Kondisi ketenagakerjaan di Indonesia saat ini, sebelum covid: Tingkat partisipasi angkatan kerja, 133 juta; Penduduk yang bekerja 126 juta; Tingkat pengangguran terbuka, sekitar 7 juta.
Sebenarnya tingkat pengangguran relatif kecil, sekitar 5 persen. Ini sebelum covid. Pekerja lulusan SMP kebawah, ada 57 persen. Pekerja informal, ada 55 persen.
Ini masalah utama kita: pekerja di sektor informal sangat besar. Ada 55 persen. Ada 23 juta pekerjaan terdampak otomatisasi. 248 ribu pekerja di-PHK setiap tahun.
Ini semua data sebelum covid. Dengan adanya covid, selama 3 bulan terakhir data dari asosiasi, yang dirumahkan dan di-PHK ada 6 juta orang. Itu belum termasuk pekerja informal. Bayangkan, sektor informal kita sangat terdampak.
Ini semua harus jadi perhatian, bagaimana memulihkan semua ini kembali.
Stimulus masih lambat. Tapi, harus kita lihat, apapun masih membutuhkan waktu. Tidak mungkin ekonomi dapat segera mengabsorbe kembali semua yang sudah dirumahkan atau di-PHK.
RUU Cipta Kerja sangat dibutuhkan terutama oleh sektor UMKM dan koperasi sehingga dapat mempertahankan sebanyak mungkin lapangan pekerjaan yang hilang karena covid. Dan tentu saja, juga untuk tidak menambah lebih banyak lagi pengangguran.
Ini aspek paling penting yang harus jadi perhatian. Agar kita tidak hanya bisa survive, tapi juga bisa pulih kembali cepat dari segi penciptaan lapangan kerja.
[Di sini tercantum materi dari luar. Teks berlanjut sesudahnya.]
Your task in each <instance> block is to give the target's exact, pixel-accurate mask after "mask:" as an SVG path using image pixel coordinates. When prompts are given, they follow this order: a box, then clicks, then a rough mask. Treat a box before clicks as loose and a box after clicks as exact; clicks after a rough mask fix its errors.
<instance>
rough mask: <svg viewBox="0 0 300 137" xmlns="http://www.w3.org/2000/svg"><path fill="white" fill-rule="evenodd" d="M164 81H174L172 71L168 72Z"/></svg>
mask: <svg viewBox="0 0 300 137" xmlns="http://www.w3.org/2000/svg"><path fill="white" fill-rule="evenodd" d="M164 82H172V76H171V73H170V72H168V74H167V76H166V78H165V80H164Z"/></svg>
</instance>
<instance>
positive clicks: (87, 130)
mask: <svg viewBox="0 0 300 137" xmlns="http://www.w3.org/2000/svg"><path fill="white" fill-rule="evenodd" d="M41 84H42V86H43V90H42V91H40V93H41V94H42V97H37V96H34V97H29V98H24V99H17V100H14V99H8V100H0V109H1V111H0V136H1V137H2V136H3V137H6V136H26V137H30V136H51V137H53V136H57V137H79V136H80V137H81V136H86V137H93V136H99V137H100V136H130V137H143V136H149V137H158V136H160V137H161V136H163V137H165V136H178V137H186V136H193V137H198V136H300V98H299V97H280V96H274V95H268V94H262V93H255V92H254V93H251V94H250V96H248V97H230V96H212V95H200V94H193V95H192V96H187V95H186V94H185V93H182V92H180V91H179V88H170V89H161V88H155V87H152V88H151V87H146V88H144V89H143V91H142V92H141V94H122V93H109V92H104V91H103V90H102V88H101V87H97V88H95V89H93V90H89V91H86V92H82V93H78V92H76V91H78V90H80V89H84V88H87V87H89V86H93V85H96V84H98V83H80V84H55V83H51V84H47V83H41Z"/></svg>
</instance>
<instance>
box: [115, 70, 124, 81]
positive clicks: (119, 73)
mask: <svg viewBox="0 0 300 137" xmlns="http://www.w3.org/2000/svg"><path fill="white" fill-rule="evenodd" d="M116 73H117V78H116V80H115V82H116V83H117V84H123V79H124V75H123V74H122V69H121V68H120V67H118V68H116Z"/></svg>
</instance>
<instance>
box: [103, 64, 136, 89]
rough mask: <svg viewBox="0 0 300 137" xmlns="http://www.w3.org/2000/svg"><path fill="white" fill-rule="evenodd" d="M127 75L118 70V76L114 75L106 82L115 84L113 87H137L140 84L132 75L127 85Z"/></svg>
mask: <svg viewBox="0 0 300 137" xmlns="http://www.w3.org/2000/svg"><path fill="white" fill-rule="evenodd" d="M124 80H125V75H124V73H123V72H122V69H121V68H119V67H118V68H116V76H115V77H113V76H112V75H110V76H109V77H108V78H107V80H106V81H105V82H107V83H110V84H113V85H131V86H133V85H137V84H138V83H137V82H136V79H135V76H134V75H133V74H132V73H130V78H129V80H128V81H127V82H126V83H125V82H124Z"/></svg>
RUU Cipta Kerja menjadi sangat penting, karena unsur-unsur di dalamnya, bahkan sebelum krisis akibat covid, dibutuhkan. Seperti kita tahu, tingkat daya saing dan competitive index kita jauh di bawah dibanding negara-negara Asean lainnya.
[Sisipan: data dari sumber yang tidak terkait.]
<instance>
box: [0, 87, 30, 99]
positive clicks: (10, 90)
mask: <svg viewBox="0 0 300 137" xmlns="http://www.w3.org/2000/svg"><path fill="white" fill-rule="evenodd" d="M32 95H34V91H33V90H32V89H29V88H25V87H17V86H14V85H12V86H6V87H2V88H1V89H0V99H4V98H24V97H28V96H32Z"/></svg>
Pak Raden Pardede tadi memberi contoh kasus Samsung, yang pindah ke Vietnam karena proses perizinan dan regulasi. Ini terjadi sebelum covid.
Setelah ada covid, RUU Cipta Kerja menjadi sangat penting untuk segera diundangkan oleh DPR.
Jadi, kalau kita mau pulih kembali, mau mengembalikan demand. Kita tidak sendiri. Kita bersaing dengan negara-negara lain. Adu cepat.
Kenapa index kemudahan bisnis kita terlihat stagnan, karena negara lain bergerak lebih cepat. Jadi, bukan kita tidak melakukan reformasi, tapi negara lain melakukannya secara lebih cepat.
Ini yang selalu kami khawatirkan. Pak Raden bilang kita harus mengambil peluang. Kita jelas mau mengambil peluang. Tapi, kalau kita tidak bisa berkompetisi, maka peluang itu diambil negara lain.
Momentum ini yang penting. Pembenahan harus cepat dan tepat. Kalau kita tidak mau ketinggalan kereta lagi.
Ini hal-hal yang harus diperhatikan. Jelas kita mau ada relokasi investasi. Jelas ada tension antara Cina dan Amerika. Jelas kita mau diversikasi. Ini semua membutuhkan komitmen kita untuk memperbaiki iklim usaha, yang bisa menarik peluang investasi.
Ini yang membuat kita harus segera menyelesaikan RUU Cipta Kerja.